Multipurpose trees or multifunctional trees are trees that are deliberately grown and managed for more than one output. They may supply food in the form of fruit, nuts, or leaves that can be used as a vegetable; while at the same time supplying firewood, adding nitrogen to the soil, or supplying some other combination of multiple outputs. "Multipurpose tree" is a term common to agroforestry, particularly when speaking of tropical agroforestry where the tree owner is a subsistence farmer.

Perennial woody trees and shrubs play a role beyond their primary functions, extending to their acceptance and impact on local farmers and communities.

While all trees can be said to serve several purposes, such as providing habitat, shade, or soil improvement; multipurpose trees have a greater impact on a farmer's well-being because they fulfill more than one basic human need. In most cases multipurpose trees have a primary role; such as being part of a living fence, or a windbreak, or used in an ally cropping system. In addition to this they will have one or more secondary roles, most often supplying a family with food or firewood, or both.
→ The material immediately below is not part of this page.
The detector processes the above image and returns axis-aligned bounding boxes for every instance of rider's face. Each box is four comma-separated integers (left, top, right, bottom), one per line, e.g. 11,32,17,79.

When a multipurpose tree is planted, a number of needs and functions can be fulfilled at once. They may be used as a windbreak, while also supplying a staple food for the owner. They may be used as fencepost in a living fence, while also being the main source of firewood for the owner. They may be intercropped into existing fields, to supply nitrogen to the soil, and at the same time serve as a source of both food and firewood.

== Common multipurpose trees of the tropics ==
- Gliricidia (Gliricidia sepium) – the most common tree used for living fences in Central America, firewood, fodder, fixing nitrogen into the soil.
- Moringa (Moringa oleifera) – edible leaves, pods and beans, commonly used for animal forage and shade (it does not fix nitrogen as is commonly believed)
- Coconut palm (Cocos nucifera) – used for food, purified water (juice from inside the coconut), roof thatching, firewood, shade.
- Neem (Azadirachta indica) – limited use as insect repellent, antibiotic, adding nitrogen to the soil, windbreaks, biomass production for use as mulch, firewood.
- Acacia nilotica holds significant value for rural communities due to its varied uses.

Ideally most trees found on tropical farms should be multipurpose, and provide more to the farmer than simply shade and firewood. In most cases they should be nitrogen fixing legumes, or trees that greatly increase the farmer's food security.